Iluminação

Parecia fazer silêncio, mas não fazia. Percebeu isso quando, subitamente, os barulhos do condicionador de ar, da geladeira e do computador cessaram, e o novo silêncio por baixo desse causou-lhe um susto.

Passando o susto, deu-se conta de que lá fora havia ainda os carros, as sirenes, as vozes. Barulhos que estavam camuflados pelo silêncio da casa, e que, sem dúvida, não seriam ainda a última instância da quietude, como a princípio lhe pareceu, no momento do apagão.

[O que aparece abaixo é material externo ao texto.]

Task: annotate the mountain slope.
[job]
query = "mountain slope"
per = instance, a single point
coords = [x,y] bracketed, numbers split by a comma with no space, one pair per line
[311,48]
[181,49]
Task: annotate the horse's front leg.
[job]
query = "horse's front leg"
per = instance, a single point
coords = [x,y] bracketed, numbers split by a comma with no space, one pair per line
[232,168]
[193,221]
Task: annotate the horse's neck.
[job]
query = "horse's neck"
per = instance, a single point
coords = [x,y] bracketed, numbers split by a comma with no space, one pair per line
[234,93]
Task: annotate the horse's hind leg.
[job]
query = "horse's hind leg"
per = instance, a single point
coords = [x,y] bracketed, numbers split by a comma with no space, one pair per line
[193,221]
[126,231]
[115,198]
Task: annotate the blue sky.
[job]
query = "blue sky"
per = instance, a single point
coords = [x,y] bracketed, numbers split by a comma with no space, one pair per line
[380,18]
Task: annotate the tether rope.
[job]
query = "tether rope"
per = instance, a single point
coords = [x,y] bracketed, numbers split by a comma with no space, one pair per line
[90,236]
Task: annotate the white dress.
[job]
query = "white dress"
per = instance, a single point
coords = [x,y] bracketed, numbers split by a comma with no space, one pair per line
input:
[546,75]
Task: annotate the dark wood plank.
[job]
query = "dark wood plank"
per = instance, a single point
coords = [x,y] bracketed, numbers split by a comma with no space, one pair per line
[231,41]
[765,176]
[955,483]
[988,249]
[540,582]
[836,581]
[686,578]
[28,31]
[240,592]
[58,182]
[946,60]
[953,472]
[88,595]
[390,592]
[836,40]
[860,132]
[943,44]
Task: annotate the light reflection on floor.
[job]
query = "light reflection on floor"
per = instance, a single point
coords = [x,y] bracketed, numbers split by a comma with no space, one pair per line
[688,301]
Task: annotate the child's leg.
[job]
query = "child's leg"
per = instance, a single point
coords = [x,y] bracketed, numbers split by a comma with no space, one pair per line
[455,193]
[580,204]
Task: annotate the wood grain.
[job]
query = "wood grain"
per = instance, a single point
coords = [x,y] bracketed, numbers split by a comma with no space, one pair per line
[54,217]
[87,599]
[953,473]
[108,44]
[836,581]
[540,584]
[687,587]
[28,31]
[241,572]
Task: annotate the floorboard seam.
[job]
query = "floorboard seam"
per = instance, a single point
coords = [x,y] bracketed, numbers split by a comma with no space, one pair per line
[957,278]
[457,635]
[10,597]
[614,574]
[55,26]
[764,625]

Porque se esses barulhos da rua também cessassem, ainda restariam os sons dos animais, do vento, dos movimentos imperceptíveis de objetos no ambiente... Mas, daí, se esses últimos também calassem, aí sim, quem sabe, chegaria o silêncio maior, absoluto, sideral. Mas isso parecia muito distante, muito distante da vida no planeta. E mesmo pensando holisticamente, por todo o espaço cósmico, explosões, e toda ordem de movimentos microscópicos, sonoros e táteis, não deixariam de ocorrer.

E indo, talvez, mais fundo nessa ampliação geral, talvez só a morte, a última instância, fosse o maior silêncio de todos. Só que mesmo o cadáver sofre a ação da decomposição, que, silenciosa ou não, escandaliza. E ainda que completamente desfeito os restos da vida, as suas partes minúsculas não deixam de ser espalhadas, física ou simbolicamente, pelo funcionamento do universo barulhento.

Por isso, a camada de silêncio que restou, após o repentino apagão da energia elétrica, ainda era de ordem menor. Mesmo assim, não deixou de dar-lhe susto, sobretudo pela forte impressão fúnebre que o momento lhe transmitiu.

Sobrou-lhe, de todo o escuro, uma luz azul. Era do celular. Ainda restava-lhe alguma carga na bateria. Foi, então, em sua direção, pegou-o e lembrou que não havia recarregado neste dia ainda. Restava-lhe pouca energia. Ficou, então, pensando que ele iria se apagar a qualquer momento. E que se recebesse alguma ligação, certamente não duraria tempo suficiente. Ficou mudo, olhando para o aparelho retangular. Algo fez barulho na cozinha. Pensou duas vezes antes de ir ver e levou o celular consigo.

Não havia nada. Iluminou partes da cozinha com aquela tela azulada e tudo lhe parecia em ordem. Voltou tenso para o quarto, sentou-se na cama, deitou-se e deixou o celular bem perto, ao lado. A bateria estava realmente fraca, prestes a cessar de vez. A cidade estava escura. Não pensou em sair. Não só pela insegurança, mas porque o mundo estava ali, ao seu lado, em uma lista de contatos e de entretenimento à mão; embora, se ousasse usar, não daria tempo suficiente para nada.

A expectativa o mantinha acordado, mas mesmo ela era inútil. Depois de alguns poucos minutos, em um gesto automático, ligou a tela para conferir as horas. Elas apareceram em números grandes e o aparelho logo ficou escuro. Apagou-se. Por um instante, manteve-o ainda na mão. Depois acabou soltando-o, sem deixar de olhá-lo por dentro da escuridão. Estava só. Completamente só. Olhou de longe o espectro do computador desligado. A máquina parecia-lhe estar de olhos fechados, a dormir, silenciosa e friamente. Tudo estava desligado.

Fechou os olhos, a divagar. Aos poucos, os seus pensamentos se multiplicaram, até seguir uma linha. Pensava nas pessoas e nas imagens delas. Chegou a sorrir sozinho. Foi quase pegando no sono, de cansaço, quando barulhos eletrônicos apitaram quase que em uníssono. O condicionador de ar, a geladeira, o computador e todas as luzes da casa religaram a todo vapor, de súbito, como se fossem um desfibrilador gigante, envolvendo-o inteiramente, feito uma grande mão recolhendo-o por completo, a erguê-lo de volta ao alto iluminado, a ver muitas outras luzes outra vez.

Voltaram, então, os barulhos, que eram o seu silêncio anterior ao susto. Amou-os, quase que os abraçou. Andou com desenvoltura e alívio por cima das camadas inferiores, que agora ignorava outra vez, mas que sempre o espreitariam: aquela dos carros, do vento, dos animais, do vazio sideral e da morte. Pegou algo na geladeira e foi sentar-se na cadeira em frente ao computador; desta vez ligando também a TV. Estava tudo conectado. Sentiu-se confortável outra vez. Respirou. Lembrou e foi recarregar o celular, no ritmo de quem sentiu voltar a funcionar tudo outra vez, de corrente sanguínea desbloqueada... Lá fora e em sua mente estava tudo disponível, tudo iluminado e vivo novamente.